Sounds like a great idea: Shoot some C02 into the little space between the cork and the wine. Since the wine can’t be compressed, the C02 will push the cork out. Sometimes it works and sometimes you guess wrong and make a mess. It’s not elegant and it’s totally unnecessary: if you are going to drink wine, you can put in a little effort, can’t you?
14. I saw what looked like tiny shards of glass in a bottle of Chardonnay. I didn’t buy it and how can wineries get away with that? I don’t think it was sediment because it was a 2005 wine.
A. Those were harmless crystals of tartrate. Some wineries do what’s called “cold-stablize” the wine to get those out before bottling, but others don’t. If it bothers you, choose another wine, but you might be missing a good thing.
15. How much of a grape does a wine have to have to be called by that grape’s name? What are other labeling requirements?
In the U.S., a wine must have 75% of more of a particular grape to take its name. For example, a wine labeled Cabernet Sauvignon must be at least 75% Cab, but the rest can be virtually anything. The exception is Oregon, where a varietal must have 90% or more of the named grape variety. On the labels of wine made in the U.S., the region and the winery also appear. If the wine is labeled with an American Viticulture Area, then 85% of the grapes must come that AVA, and the same percent is required if a county is named. That’s why Charles Shaw (“Two-Buck Chuck”) no longer puts “Napa” on his wines that don’t actually have a great majority of Napa-grown grapes in them. But that still means that a “Napa” wine could have 15% of its grapes grown in Washington, Oregon, or elsewhere.

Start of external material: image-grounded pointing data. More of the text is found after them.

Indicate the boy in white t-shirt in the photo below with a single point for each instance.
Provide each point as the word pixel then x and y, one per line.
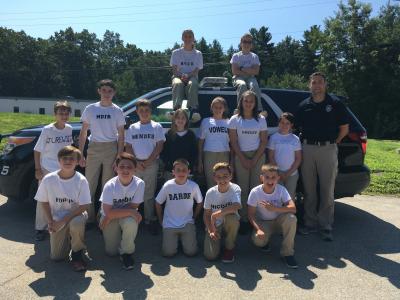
pixel 145 140
pixel 177 221
pixel 284 150
pixel 221 216
pixel 106 121
pixel 119 215
pixel 65 198
pixel 53 137
pixel 271 210
pixel 245 66
pixel 186 62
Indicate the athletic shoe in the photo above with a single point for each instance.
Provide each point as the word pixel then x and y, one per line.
pixel 127 261
pixel 228 256
pixel 40 235
pixel 327 235
pixel 266 248
pixel 78 264
pixel 290 262
pixel 305 230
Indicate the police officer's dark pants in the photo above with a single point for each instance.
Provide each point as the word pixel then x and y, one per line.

Other regulations put an interesting (hmm) twist on wine labeling. One is that U.S. wineries can blend up to to 25% of non-U.S. wine and still label the final product “American.” The French will love that. And a vintage of, say, 2005 can have up to 15% of non-vintage wine (from a different year) and yet be labeled an ’05 as long as it doesn’t have an AVA designation.
We live in…interesting times, wine-wise.